Privacy Policy

A. Privacy Policy for Use of This Website

1. Name and Contact Information of the Controller and Data Protection Officer

This privacy notice applies to data processing by:

Controller:
Sassa Mode GmbH
Legally represented by the Managing Directors:
Alexander Kerschbaumer, Michael van Snek, Remco Vermeij
Mauchentalstraße 71, 72574 Bad Urach, Germany
Email: [email protected]
Phone: +49 (0)7125/1441-0
Fax: +49 (0)7125/1441-86

Company Data Protection Officer:
Nathan Binkowski
c/o Mauchentalstraße 71, 72574 Bad Urach, Germany
Email: [email protected]

2. Collection and Storage of Personal Data and Nature and Purpose of Use

a) When Visiting the Website

When you access our website www.sassa.eu, the browser on your device automatically sends information to the server of our website. This information is temporarily stored in a so-called log file. The following data is collected without your intervention and stored until automatic deletion:

• IP address of the requesting computer

• Date and time of access

• Name and URL of the requested file

• Website from which access occurs (referrer URL)

• Browser used and, if applicable, the operating system of your computer and the name of your access provider

These data are processed for the following purposes:

• Ensuring a smooth connection to the website

• Ensuring convenient use of our website

• Evaluation of system security and stability

• Other administrative purposes

The legal basis for data processing is Art. 6(1)(f) GDPR. Our legitimate interest follows from the purposes listed above. Under no circumstances do we use the data collected to draw conclusions about your person.

In addition, we use cookies and analytics tools when you visit our website. Further details can be found in sections 4 and 5 of this Privacy Policy.

The website provider automatically collects and stores information in server log files that your browser automatically transmits to us. These include:

• Browser type and version

• Operating system used

• Referrer URL

• Hostname of the accessing computer

• Time of the server request

These data cannot be assigned to specific individuals. We do not combine them with other data sources. However, we reserve the right to check these data retrospectively if we become aware of concrete indications of unlawful use.

b) When Using Our Contact Form

If you have any questions, you can contact us via the form provided on the website. A valid email address is required so we know who sent the inquiry and can respond accordingly. Additional information may be provided voluntarily.
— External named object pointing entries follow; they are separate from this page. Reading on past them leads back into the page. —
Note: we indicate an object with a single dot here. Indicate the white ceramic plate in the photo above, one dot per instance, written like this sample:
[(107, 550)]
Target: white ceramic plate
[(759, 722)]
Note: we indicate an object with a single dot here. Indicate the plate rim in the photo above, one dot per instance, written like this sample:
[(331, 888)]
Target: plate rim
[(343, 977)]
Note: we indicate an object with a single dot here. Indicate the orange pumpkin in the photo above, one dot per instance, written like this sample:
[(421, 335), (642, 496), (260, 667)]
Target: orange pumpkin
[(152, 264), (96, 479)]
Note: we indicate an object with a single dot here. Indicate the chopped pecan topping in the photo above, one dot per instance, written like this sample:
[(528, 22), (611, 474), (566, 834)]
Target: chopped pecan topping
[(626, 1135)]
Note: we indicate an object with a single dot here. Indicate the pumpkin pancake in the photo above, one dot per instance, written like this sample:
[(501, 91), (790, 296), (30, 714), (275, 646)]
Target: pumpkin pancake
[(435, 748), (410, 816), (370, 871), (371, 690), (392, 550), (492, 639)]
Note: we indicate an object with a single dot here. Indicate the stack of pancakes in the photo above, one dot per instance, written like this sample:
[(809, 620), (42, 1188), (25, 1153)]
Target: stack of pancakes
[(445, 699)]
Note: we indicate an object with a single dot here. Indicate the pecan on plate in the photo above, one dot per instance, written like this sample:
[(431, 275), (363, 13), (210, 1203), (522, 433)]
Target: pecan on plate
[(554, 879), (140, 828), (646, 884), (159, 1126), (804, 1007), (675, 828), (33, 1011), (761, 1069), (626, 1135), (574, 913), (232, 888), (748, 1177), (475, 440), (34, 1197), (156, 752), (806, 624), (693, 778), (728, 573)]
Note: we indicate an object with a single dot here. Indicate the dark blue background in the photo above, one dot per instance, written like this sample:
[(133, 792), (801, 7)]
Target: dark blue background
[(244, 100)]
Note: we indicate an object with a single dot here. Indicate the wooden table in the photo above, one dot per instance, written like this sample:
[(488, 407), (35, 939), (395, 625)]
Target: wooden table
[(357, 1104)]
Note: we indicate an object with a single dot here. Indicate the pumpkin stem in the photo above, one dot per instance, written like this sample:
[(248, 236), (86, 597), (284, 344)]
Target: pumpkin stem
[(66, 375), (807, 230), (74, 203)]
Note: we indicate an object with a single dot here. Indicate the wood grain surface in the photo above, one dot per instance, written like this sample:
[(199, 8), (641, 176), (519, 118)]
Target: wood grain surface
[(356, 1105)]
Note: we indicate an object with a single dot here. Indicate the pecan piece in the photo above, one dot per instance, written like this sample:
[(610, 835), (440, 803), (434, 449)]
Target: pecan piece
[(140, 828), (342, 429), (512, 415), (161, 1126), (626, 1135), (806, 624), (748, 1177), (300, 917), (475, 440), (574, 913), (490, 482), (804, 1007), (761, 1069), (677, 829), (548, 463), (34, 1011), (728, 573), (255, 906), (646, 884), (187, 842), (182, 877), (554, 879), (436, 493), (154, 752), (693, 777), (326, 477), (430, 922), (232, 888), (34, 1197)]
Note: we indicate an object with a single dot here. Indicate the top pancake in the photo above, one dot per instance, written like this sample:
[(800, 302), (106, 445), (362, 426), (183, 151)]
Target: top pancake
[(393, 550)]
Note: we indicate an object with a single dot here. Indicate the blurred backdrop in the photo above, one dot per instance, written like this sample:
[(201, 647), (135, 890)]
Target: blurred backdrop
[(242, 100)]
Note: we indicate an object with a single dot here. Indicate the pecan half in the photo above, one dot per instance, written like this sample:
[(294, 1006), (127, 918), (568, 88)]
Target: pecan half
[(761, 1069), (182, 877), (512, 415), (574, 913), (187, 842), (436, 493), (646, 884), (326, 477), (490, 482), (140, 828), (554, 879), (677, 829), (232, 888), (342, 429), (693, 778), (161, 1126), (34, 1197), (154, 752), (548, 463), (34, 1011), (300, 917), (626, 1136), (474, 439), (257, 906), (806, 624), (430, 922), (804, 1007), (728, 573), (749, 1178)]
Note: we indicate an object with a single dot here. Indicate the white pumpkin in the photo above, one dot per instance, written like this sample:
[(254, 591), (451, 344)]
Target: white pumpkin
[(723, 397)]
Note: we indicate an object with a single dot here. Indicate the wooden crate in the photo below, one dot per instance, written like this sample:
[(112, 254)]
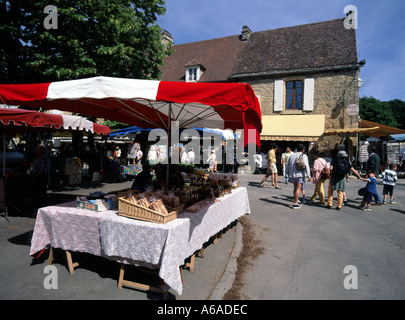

Data processing for the purpose of contacting us is based on your voluntarily given consent per Art. 6(1)(a) GDPR. The personal data collected for use of the contact form will be automatically deleted after your inquiry has been resolved.

3. Data Disclosure

Your personal data will not be transferred to third parties for purposes other than those listed below. We only share your personal data with third parties if:

• You have given your express consent pursuant to Art. 6(1)(a) GDPR

• Disclosure is necessary pursuant to Art. 6(1)(f) GDPR for the establishment, exercise or defense of legal claims and there is no reason to assume that you have an overriding interest in the non-disclosure of your data

• There is a legal obligation to disclose pursuant to Art. 6(1)(c) GDPR

• It is legally permissible and necessary pursuant to Art. 6(1)(b) GDPR for the performance of a contract with you

4. Cookies

We use cookies on our website. These are small text files that your browser automatically creates and stores on your device (laptop, tablet, smartphone, etc.) when you visit our site.

Cookies allow specific, device-related information to be stored during your use of the website. They help us:

• Determine how often and how many users visit our pages

• Analyze usage patterns

• Make our offering more user-friendly

Cookies may remain stored beyond a browser session and retrieved during future visits. If you prefer not to have cookies stored on your device, you can configure your browser to reject cookies.

Cookies do not harm your device and do not contain viruses, trojans, or other harmful software.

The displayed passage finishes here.